Biomechanical Predictors of Overuse Injuries in Endurance Runners: Insights from Longitudinal Studies – A Narrative Review
Paper ID : 1472-SPORTCONGRESS (R1)
Authors
amir hossein vaghari gargari *1, akram Eskandari2
1دانشجوی دکترای آسیب شناسب ورزشی و‌حرکات اصلاحی پردیس بین المللی کیش دانشگاه تهران
2دانشجوی دکترای آسیب شناسی ورزش و جرکات اصلاحی پردیس کاسپین دانشگاه تهران
Abstract
Background:Endurance running is widely practiced for its well-established cardiovascular, musculoskeletal, and general health benefits, but repetitive high-load exposure predisposes athletes to overuse injuries (OIs), particularly in the lower limbs.

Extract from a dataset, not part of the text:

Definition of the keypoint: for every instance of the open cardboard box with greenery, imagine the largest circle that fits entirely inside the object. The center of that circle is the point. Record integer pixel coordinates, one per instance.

Methods: A qualitative narrative synthesis was conducted on longitudinal and cohort studies published between 2018 and 2025, retrieved from Scopus, Web of Science, and Google Scholar. Eligible studies prospectively tracked running-related injuries while measuring at least one objective biomechanical parameter, including stride length, cadence, tibial acceleration, or kinematic/kinetic variables. Emphasis was placed on integrating conceptual trends across studies, including prior injury, training load, biomechanical deviations, and physiological or health-related factors, rather than aggregating statistical results.
Results: Across the reviewed literature, previous injury consistently emerged as the strongest predictor of OIs. Training load and variability were influential, with higher weekly mileage and abrupt changes in load increasing injury risk. Deviations in stride mechanics, such as reduced cadence (<160 steps/min) and increased vertical tibial acceleration, were associated with elevated injury probability. Female runners with low BMI and runners with cumulative chronic health burdens also demonstrated increased susceptibility. In contrast, static factors, including moderate foot pronation and lower limb alignment, were not independently predictive. Machine learning approaches enabled modeling of nonlinear interactions between biomechanical, physiological, and environmental factors, supporting the development of individualized cumulative risk profiles and highlighting the multifactorial nature of injury susceptibility.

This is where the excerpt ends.